As described in my last communication to you, decisions about modality are based on course enrollment numbers and the physical distancing capacities of instructional spaces, with a consideration of course-specific needs and instructor accommodations.  Room assignments for in-person and in-person/connected courses are currently being finalized, and will be communicated to faculty as soon as possible.  I am very grateful to Tom Mantoni and Bob Blumenstein who have been working extensively with division heads to complete what feels like a giant jigsaw puzzle with attention to seating capacities and course enrollments, in an effort to minimize the number of students attending via live Zoom.   

Also attached to this message is an updated document with instructions for drafting a syllabus, which takes into account the multiple instructional modalities.  The sample syllabus included in the document illustrates a numbering system for the in-person/connected modality which rotates students between in-person and connected attendance.  Again, this minimizes the number of students attending via live Zoom.
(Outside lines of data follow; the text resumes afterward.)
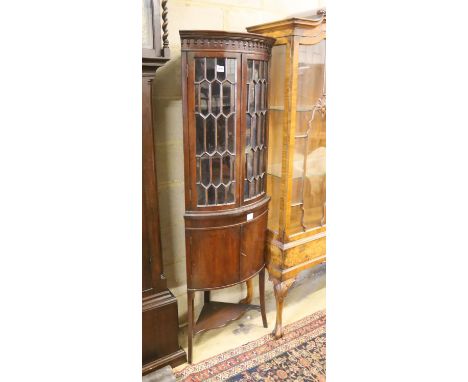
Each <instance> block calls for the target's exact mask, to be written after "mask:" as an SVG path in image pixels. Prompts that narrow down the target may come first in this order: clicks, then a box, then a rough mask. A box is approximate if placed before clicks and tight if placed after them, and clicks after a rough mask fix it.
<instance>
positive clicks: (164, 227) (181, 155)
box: [154, 0, 325, 325]
mask: <svg viewBox="0 0 468 382" xmlns="http://www.w3.org/2000/svg"><path fill="white" fill-rule="evenodd" d="M323 7H325V1H324V0H237V1H232V0H204V1H197V0H186V1H183V0H170V1H168V12H169V13H168V20H169V47H170V50H171V57H172V59H171V60H170V61H169V62H168V63H167V64H166V65H165V66H163V67H162V68H161V69H159V70H158V72H157V74H156V78H155V81H154V102H155V106H156V111H155V118H156V126H157V129H156V141H157V143H156V157H157V172H158V192H159V203H160V219H161V237H162V251H163V261H164V273H165V275H166V277H167V280H168V287H169V289H170V290H171V291H172V293H174V295H175V296H176V297H177V300H178V305H179V323H180V324H181V325H183V324H186V322H187V298H186V288H187V284H186V273H185V233H184V219H183V214H184V210H185V208H184V168H183V155H184V152H183V136H182V129H183V126H182V100H181V98H182V94H181V68H180V66H181V64H180V40H179V30H183V29H211V30H226V31H239V32H245V31H246V30H245V28H246V27H247V26H252V25H257V24H262V23H265V22H269V21H275V20H281V19H285V18H288V17H290V16H307V15H311V14H315V10H317V9H320V8H323ZM257 279H258V278H257V277H256V278H255V279H254V280H255V282H254V291H255V294H254V297H255V296H257V295H258V284H257V282H258V280H257ZM271 285H272V284H271V283H269V282H268V281H267V285H266V293H273V289H272V286H271ZM202 295H203V294H202V293H197V294H196V297H195V307H196V308H195V309H196V313H197V314H198V311H199V309H201V303H202ZM244 295H245V285H238V286H235V287H231V288H227V289H223V290H219V291H214V292H212V297H213V298H214V299H220V300H222V301H228V302H237V301H238V300H239V299H240V298H242V297H244Z"/></svg>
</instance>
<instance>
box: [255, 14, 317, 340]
mask: <svg viewBox="0 0 468 382" xmlns="http://www.w3.org/2000/svg"><path fill="white" fill-rule="evenodd" d="M247 30H248V31H249V32H255V33H259V34H262V35H264V36H269V37H274V38H276V42H275V45H274V47H273V48H272V58H271V68H270V78H271V80H270V84H269V106H268V114H269V116H268V120H269V139H268V142H269V147H268V167H267V175H266V177H267V178H266V181H267V190H268V194H269V195H270V196H271V203H270V208H269V216H268V234H267V267H268V273H269V275H270V279H271V280H272V281H273V283H274V291H275V297H276V307H277V317H276V326H275V330H274V334H275V337H277V338H279V337H281V336H282V333H283V332H282V330H283V329H282V309H283V301H284V298H285V296H286V294H287V291H288V288H289V287H290V286H291V285H292V284H293V282H294V280H295V278H296V276H297V274H298V273H299V272H301V271H302V270H304V269H307V268H310V267H312V266H315V265H317V264H319V263H321V262H324V261H325V259H326V251H325V240H326V237H325V235H326V197H325V196H326V193H325V190H326V170H325V152H326V102H325V41H326V40H325V33H326V15H325V12H323V11H322V12H319V14H318V15H317V16H315V17H313V18H310V19H299V18H292V19H288V20H282V21H278V22H273V23H268V24H263V25H257V26H254V27H250V28H247Z"/></svg>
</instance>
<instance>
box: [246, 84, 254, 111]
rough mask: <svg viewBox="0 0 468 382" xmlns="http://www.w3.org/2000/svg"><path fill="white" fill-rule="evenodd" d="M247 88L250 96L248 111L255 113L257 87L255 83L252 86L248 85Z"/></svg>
mask: <svg viewBox="0 0 468 382" xmlns="http://www.w3.org/2000/svg"><path fill="white" fill-rule="evenodd" d="M247 87H248V94H249V103H248V105H249V108H248V111H249V112H250V113H254V112H255V86H254V84H253V83H251V84H248V85H247Z"/></svg>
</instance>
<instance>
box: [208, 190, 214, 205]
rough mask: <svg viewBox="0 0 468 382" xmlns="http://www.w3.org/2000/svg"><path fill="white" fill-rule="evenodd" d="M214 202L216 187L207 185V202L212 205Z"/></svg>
mask: <svg viewBox="0 0 468 382" xmlns="http://www.w3.org/2000/svg"><path fill="white" fill-rule="evenodd" d="M215 203H216V189H215V188H214V186H210V187H208V204H210V205H213V204H215Z"/></svg>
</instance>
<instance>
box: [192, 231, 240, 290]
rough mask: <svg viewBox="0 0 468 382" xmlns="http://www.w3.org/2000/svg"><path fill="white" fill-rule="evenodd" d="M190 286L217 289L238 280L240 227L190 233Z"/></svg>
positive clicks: (192, 232) (195, 231) (238, 271)
mask: <svg viewBox="0 0 468 382" xmlns="http://www.w3.org/2000/svg"><path fill="white" fill-rule="evenodd" d="M189 235H190V236H191V240H190V239H189V243H190V244H189V245H190V259H189V261H190V263H189V268H190V277H189V280H188V287H189V288H190V289H197V288H200V289H204V288H218V287H222V286H226V285H230V284H234V283H237V282H239V251H240V227H239V226H237V227H231V228H221V229H211V230H210V229H208V230H193V231H190V232H189Z"/></svg>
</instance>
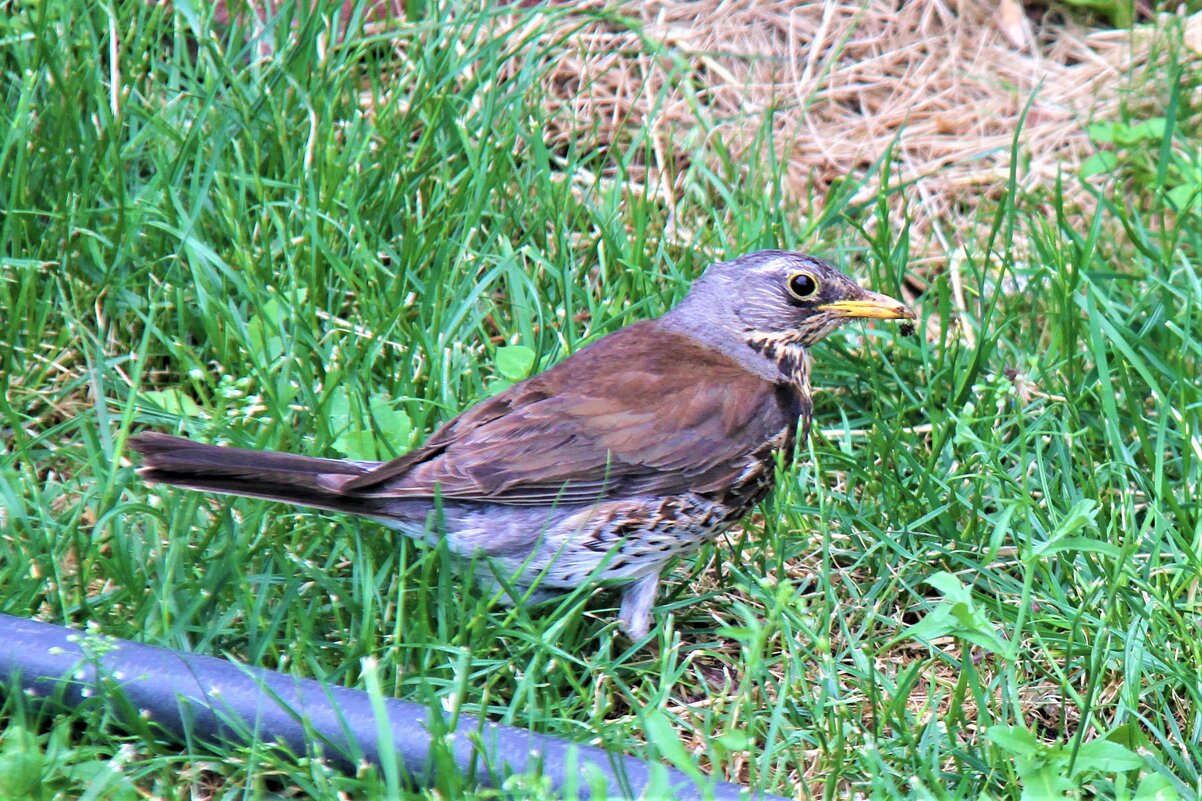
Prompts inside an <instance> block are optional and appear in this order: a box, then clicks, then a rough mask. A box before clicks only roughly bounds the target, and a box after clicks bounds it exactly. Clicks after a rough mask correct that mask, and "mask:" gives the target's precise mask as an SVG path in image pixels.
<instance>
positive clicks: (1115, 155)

If you have any questions about the instructions for drafting a syllabus or this numbering system, please contact your division head.  I am also available if you have any further concerns or questions.

Last week, Jerry Joyce communicated with the university community about the Return-to-Campus Guide.  I call your attention to the guidance given for wearing of face masks, social distancing, handwashing, and self-monitoring of COVID-19 symptoms.  All of this will impact our usual approach to instruction and teacher-student interactions which are critical to higher education and our institutional mission.  All of us will be challenged to adapt, re-think, and learn new habits in our approaches to teaching, communicating, and collaborating.  In the coming week, a COVID-19 Employee Guidebook will become available which provides more detailed policies and procedures about our return to work on campus.

Your preparations to be Ready for Anything are clearly going strong, as evidenced by the attendance numbers at the summer CERT workshops.  I appreciate your hard work and diligence in learning new digital tools and methods which will fully engage our students regardless of the instructional modality.  Updates continue to be made to the workshop offerings and schedule, so please review it again, and register for these learning opportunities.

As we look to the start of a new academic year, and prepare and plan for it, I recognize how overwhelmed we may feel – believe me, I do!  Let us call to mind the advice of our patron Saint Francis de Sales, who recognized that in each present moment we can do “ordinary things extraordinarily well,” one step at a time, by practicing the “little virtues.”  In his Introduction to the Devout Life (1609), he writes:

Occasions of practicing courage, magnanimity, and great generosity are rare.  But gentleness, moderation, honesty and humility are some of the virtues by which every action of our life should be colored.  The practice of these are more necessary, though there are virtues which are more excellent. … let us simply, humbly and devoutly exercise ourselves in small virtues the conquest of which our Lord has entrusted to our care and toil: such as patience, good-naturedness, mortifications of the heart, humility, obedience, poverty, chastity, tenderness toward our neighbor, bearing their imperfections, diligence and holy fervor.

I pray you remain safe and healthy, and that you can find time to rejuvenate in these summer days!